Some ADL members who conduct these programs may be well intentioned. But the national ADL leadership is not. It is clear, particularly given its collusion with Turkey, that the ADL is a political, not a civil or human rights, group. Its “human rights” programs are a cover—a way to influence and buy unsuspecting Americans who will later support, or at least not criticize, the ADL’s foreign and domestic agenda.

Incredibly, ADL agents have also conducted illegal surveillance of African Americans, Latinos, labor unions, and others. The police chief of Arlington, Mass., has even admitted that the ADL provides police with investigative intelligence that they cannot legally obtain themselves.

One can surmise, therefore, that the ADL may operate covertly against Armenian Americans.

Continuing the Campaign

There are compelling moral and practical reasons why Armenians must continue this campaign.

Human rights experts say that the Armenian Genocide was—and denial of any genocide is—an offense against humankind as a whole. All people, therefore, Armenians included, have a responsibility to confront denialists.

Even Israelis acknowledge that Israeli-Turkish accords include an unwritten proviso that top Jewish lobbying groups such as the ADL work against Armenians on virtually every issue of concern to Armenian Americans, such as military aid to Azerbaijan and Turkey.

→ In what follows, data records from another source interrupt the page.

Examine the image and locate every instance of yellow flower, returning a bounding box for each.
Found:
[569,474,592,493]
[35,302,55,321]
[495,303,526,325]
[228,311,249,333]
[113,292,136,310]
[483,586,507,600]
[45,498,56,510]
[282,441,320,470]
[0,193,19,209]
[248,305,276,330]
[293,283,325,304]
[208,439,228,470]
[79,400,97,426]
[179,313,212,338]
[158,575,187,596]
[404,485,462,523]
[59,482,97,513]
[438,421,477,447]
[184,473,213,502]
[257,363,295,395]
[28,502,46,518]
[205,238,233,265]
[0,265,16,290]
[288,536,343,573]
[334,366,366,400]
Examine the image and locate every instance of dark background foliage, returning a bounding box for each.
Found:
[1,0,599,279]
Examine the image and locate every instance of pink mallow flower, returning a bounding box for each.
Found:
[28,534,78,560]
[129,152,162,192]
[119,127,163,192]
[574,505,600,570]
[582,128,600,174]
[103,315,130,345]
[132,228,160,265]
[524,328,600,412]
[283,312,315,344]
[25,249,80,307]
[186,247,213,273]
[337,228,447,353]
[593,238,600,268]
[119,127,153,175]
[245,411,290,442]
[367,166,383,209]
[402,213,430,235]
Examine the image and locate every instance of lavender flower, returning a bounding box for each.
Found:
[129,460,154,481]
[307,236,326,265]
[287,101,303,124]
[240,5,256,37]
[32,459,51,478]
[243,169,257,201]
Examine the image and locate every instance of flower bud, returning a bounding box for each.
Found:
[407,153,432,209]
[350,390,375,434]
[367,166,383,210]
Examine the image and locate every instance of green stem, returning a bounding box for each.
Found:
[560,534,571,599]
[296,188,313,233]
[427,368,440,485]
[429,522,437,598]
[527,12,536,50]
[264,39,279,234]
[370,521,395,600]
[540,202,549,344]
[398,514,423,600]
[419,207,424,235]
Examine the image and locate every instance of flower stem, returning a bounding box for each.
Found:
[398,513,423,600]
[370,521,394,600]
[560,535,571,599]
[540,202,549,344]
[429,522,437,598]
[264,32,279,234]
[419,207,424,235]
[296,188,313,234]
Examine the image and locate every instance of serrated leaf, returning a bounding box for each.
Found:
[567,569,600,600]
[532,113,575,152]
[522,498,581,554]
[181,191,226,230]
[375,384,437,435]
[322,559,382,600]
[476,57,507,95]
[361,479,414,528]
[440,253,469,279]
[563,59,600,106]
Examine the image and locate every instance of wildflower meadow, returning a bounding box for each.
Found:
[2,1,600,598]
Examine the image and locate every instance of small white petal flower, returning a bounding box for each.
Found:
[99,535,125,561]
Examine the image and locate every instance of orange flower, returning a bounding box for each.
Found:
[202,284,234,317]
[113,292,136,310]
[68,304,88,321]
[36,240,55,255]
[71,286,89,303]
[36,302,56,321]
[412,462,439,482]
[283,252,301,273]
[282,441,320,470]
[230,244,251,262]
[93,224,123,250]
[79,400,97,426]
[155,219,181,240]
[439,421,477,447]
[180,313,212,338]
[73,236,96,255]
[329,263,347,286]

According to political analyst Harut Sassounian, for example, AJC and B’nai B’rith officials issued “a public pledge to help enact pro-Azeri and pro-Turkish legislation and counter Armenian and Greek initiatives in the U.S. Congress.”

Exposing the holocaust hypocrisy of the ADL and other organizations reduces their credibility and, therefore, their ability to damage Armenian American interests.

Even locally, ADL members have worked against Armenian interests. A top ADL officer and well-connected Boston figure, Peter Meade, has made himself the main opponent of the proposed Armenian Heritage Park—which includes a genocide plaque—on Boston’s Rose Kennedy Greenway.

Will Armenian Americans confront organizations that harm not just their interests, but also those of the wider American society? In Massachusetts, yes. Elsewhere, it remains to be seen.